Mining without environmental clearance: HC notice to Punjab, Centre on plea seeking action against officials

Updated on Nov 26, 2021 02:43 AM IST

The high court bench comprising justice MSR Rao and justice Jasjit Singh Bedi has sought a response by December 17

The plea demands that Centre directs Punjab government to initiate action against the department officials concerned for allowing mining through a contract awarded in 2019, even though no environmental clearance was given for the site in question. (HT File Photo)
The plea demands that Centre directs Punjab government to initiate action against the department officials concerned for allowing mining through a contract awarded in 2019, even though no environmental clearance was given for the site in question. (HT File Photo)
By, Chandigarh

The Punjab and Haryana high court has sought response from Punjab government and the Centre on a plea alleging that a mining contract was awarded to a private person in Ropar without getting environmental clearance.

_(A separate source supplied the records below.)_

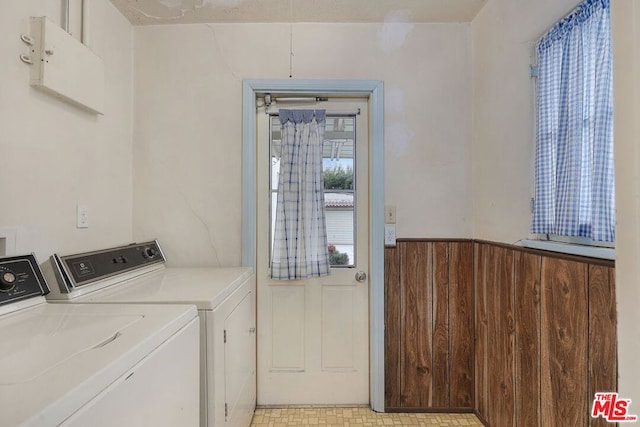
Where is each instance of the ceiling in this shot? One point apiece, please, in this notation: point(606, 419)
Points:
point(154, 12)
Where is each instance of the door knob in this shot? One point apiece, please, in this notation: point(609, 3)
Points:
point(361, 276)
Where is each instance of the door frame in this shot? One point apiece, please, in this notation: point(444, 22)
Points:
point(374, 90)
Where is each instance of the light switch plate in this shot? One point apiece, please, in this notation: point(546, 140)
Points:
point(390, 235)
point(390, 214)
point(82, 216)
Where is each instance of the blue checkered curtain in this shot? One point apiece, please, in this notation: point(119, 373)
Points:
point(574, 183)
point(300, 248)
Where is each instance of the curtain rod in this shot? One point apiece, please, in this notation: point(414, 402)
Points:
point(328, 113)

The high court bench comprising justice MSR Rao and justice Jasjit Singh Bedi has sought a response by December 17. The plea demands that Centre directs Punjab government to initiate action against the department officials concerned for allowing mining through a contract awarded in 2019, even though no environmental clearance was given for the site in question.

The plea further presses for an enquiry conducted by an Independent Agency in view of the state’s connivance with the private contractor. It also demands that the contract be declared illegal.

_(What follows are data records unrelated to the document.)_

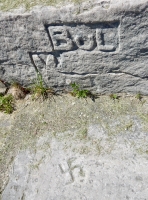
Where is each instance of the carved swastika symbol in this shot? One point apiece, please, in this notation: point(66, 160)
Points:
point(68, 170)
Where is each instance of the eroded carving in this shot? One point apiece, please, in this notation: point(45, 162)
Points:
point(101, 42)
point(60, 38)
point(68, 170)
point(85, 43)
point(97, 37)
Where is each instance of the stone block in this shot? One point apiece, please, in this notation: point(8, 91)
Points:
point(102, 45)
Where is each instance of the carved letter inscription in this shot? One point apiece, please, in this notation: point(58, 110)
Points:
point(60, 38)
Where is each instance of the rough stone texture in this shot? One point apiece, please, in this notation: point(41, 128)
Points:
point(101, 44)
point(70, 172)
point(75, 149)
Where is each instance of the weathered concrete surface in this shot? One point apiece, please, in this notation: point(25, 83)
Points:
point(101, 44)
point(75, 149)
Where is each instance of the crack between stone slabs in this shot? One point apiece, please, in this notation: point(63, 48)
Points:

The plea was filed by Bachittar Singh, who runs a stone crushing unit in Ropar, claiming that he is directly aggrieved by the government’s action as he has no option but to buy raw material from him even as mining is being carried out illegally.

The plea states that a March 2020 report from a chief judicial magistrate established the fact that the contractor in question has put up illegal check nakas.

The high court ordered a preliminary probe, which was carried out by the Central Bureau of Investigation. But with the Punjab government promising action, no further proceedings were ordered by the court.

The plea, however, cited the Pollution Control Board’s recent objections on the present site, saying that it proved that no environmental clearance was given.